From: Michael Crombach <michael.crombachgmx.at>
Subject: Sociolinguistics and Corpus Linguistics
E-mail this message to a friend
Discuss this message
Announced at http://linguistlist.org/issues/21/21-866.html
AUTHOR: Baker, Paul TITLE: Sociolinguistics and Corpus Linguistics SERIES: Edinburgh Sociolinguistics PUBLISHER: Edinburgh University Press YEAR: 2010
Michael Crombach, Nuance Communications Austria
As the title suggests, ''Sociolinguistics and Corpus Linguistics'' attempts to bring together what at first sight seem rather disparate approaches to language: Sociolinguistics (SL) often considered a very intuitive and practical approach to language and linguistic phenomena, while corpus linguistics (CL) have always been considered a mathematical and technical approach to language. They are linked by statistics. Paul Baker presents an easy to read introduction to the methods of CL and how they can be used in SL research.
The book is organized in seven chapters, each with an introduction, 5-7 subchapters, and a conclusion. Baker presents an organizational overview on the book on pp. 28-30.
Chapter 1 ''Introduction'' (1-30) presents the various types of corpora (written, spoken, general or specialized, 12-15) and the essential methods and concepts of corpus linguistics, like ''concordance'', ''annotation'', ''frequency'', etc.

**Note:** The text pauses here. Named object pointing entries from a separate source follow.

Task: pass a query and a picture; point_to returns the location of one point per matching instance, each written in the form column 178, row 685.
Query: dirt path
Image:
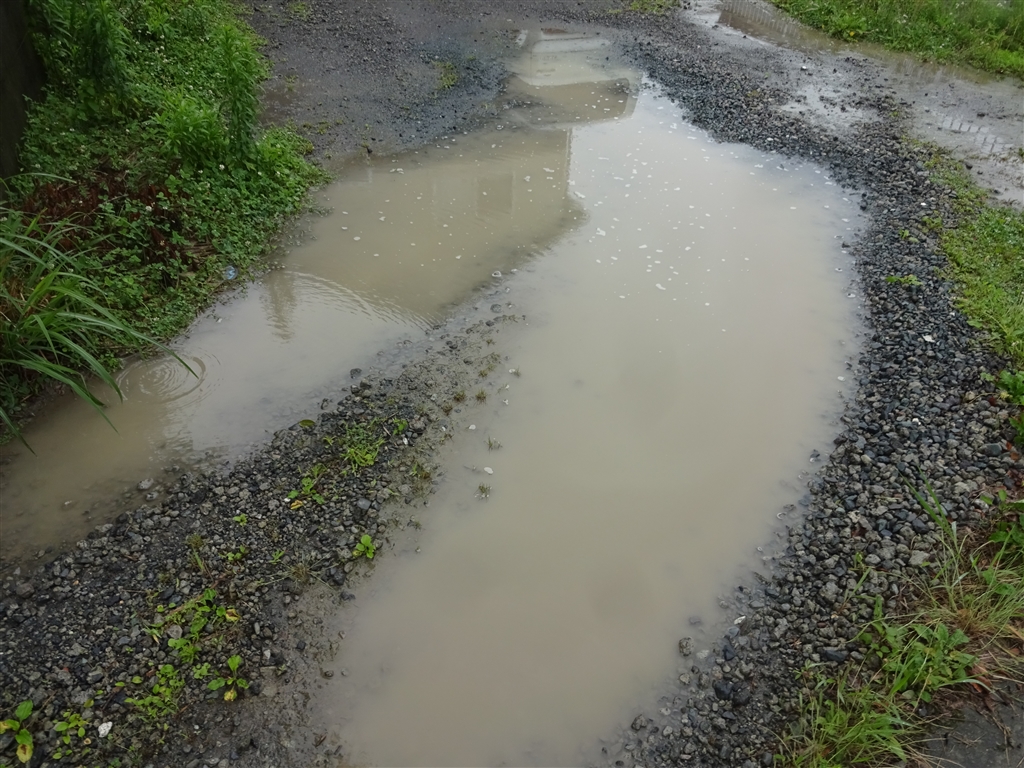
column 370, row 77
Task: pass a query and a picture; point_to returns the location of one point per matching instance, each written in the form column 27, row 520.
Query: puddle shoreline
column 857, row 504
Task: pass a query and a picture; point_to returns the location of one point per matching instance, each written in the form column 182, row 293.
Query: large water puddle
column 684, row 348
column 407, row 240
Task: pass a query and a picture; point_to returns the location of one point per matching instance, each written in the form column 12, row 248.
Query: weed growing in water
column 147, row 169
column 448, row 75
column 366, row 547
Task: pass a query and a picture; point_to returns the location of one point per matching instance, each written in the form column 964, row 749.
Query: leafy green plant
column 987, row 34
column 448, row 75
column 72, row 726
column 844, row 724
column 22, row 735
column 919, row 658
column 52, row 327
column 163, row 697
column 360, row 445
column 366, row 547
column 231, row 681
column 147, row 175
column 308, row 484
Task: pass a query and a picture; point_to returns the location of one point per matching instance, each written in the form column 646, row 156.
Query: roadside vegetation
column 146, row 183
column 962, row 633
column 986, row 34
column 962, row 629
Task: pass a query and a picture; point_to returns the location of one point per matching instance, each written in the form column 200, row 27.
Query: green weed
column 448, row 75
column 146, row 170
column 162, row 700
column 231, row 681
column 54, row 325
column 966, row 625
column 308, row 484
column 23, row 737
column 360, row 445
column 366, row 547
column 987, row 34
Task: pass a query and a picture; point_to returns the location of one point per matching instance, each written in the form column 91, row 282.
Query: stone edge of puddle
column 936, row 387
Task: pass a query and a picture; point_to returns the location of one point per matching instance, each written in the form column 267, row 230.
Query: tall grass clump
column 986, row 34
column 145, row 138
column 50, row 327
column 964, row 631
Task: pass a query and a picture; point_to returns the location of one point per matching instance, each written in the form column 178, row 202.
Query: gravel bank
column 83, row 621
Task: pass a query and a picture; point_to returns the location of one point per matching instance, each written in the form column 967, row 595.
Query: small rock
column 835, row 654
column 24, row 590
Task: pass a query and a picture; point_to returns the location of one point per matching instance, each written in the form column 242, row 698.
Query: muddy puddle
column 681, row 356
column 404, row 242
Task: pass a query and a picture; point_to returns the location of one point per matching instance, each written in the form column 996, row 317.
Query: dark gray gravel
column 77, row 623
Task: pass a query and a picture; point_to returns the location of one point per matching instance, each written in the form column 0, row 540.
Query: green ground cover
column 145, row 177
column 986, row 34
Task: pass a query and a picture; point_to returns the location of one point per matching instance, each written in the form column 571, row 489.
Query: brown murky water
column 685, row 347
column 408, row 240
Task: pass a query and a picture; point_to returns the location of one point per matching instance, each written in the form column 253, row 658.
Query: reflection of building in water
column 419, row 233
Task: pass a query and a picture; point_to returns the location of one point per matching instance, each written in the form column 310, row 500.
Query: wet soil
column 920, row 404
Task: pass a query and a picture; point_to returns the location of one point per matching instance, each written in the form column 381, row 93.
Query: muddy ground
column 366, row 77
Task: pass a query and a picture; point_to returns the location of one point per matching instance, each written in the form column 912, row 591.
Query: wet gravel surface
column 80, row 622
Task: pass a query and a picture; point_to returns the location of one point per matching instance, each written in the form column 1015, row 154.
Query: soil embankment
column 370, row 79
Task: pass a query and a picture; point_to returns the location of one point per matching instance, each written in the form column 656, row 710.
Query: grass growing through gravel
column 144, row 170
column 986, row 34
column 986, row 259
column 966, row 631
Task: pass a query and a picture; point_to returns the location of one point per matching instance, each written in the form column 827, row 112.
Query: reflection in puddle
column 682, row 353
column 408, row 239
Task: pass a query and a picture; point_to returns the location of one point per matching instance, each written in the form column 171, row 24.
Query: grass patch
column 448, row 75
column 966, row 630
column 144, row 169
column 986, row 34
column 986, row 259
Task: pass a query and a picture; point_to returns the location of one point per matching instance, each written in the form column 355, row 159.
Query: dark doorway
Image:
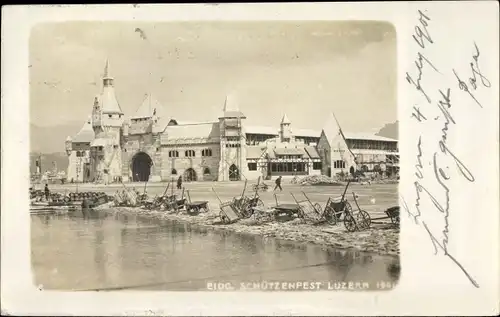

Baker gives five good reasons why CL and SL can make meaningful use of each other (pp. 8-9):
1. SL and CL ''share a number of fundamental tenets of practice when it comes to linguistic analyses'', 2. both CL and SL, use quantitative methodologies to identify similarities and differences, 3. SL and CL use sampling techniques to make claims about larger data, 4. ''both examine variation and change'', and finally 5. SL and CL ''attempt to provide explanations [...] for the findings that their research produces''.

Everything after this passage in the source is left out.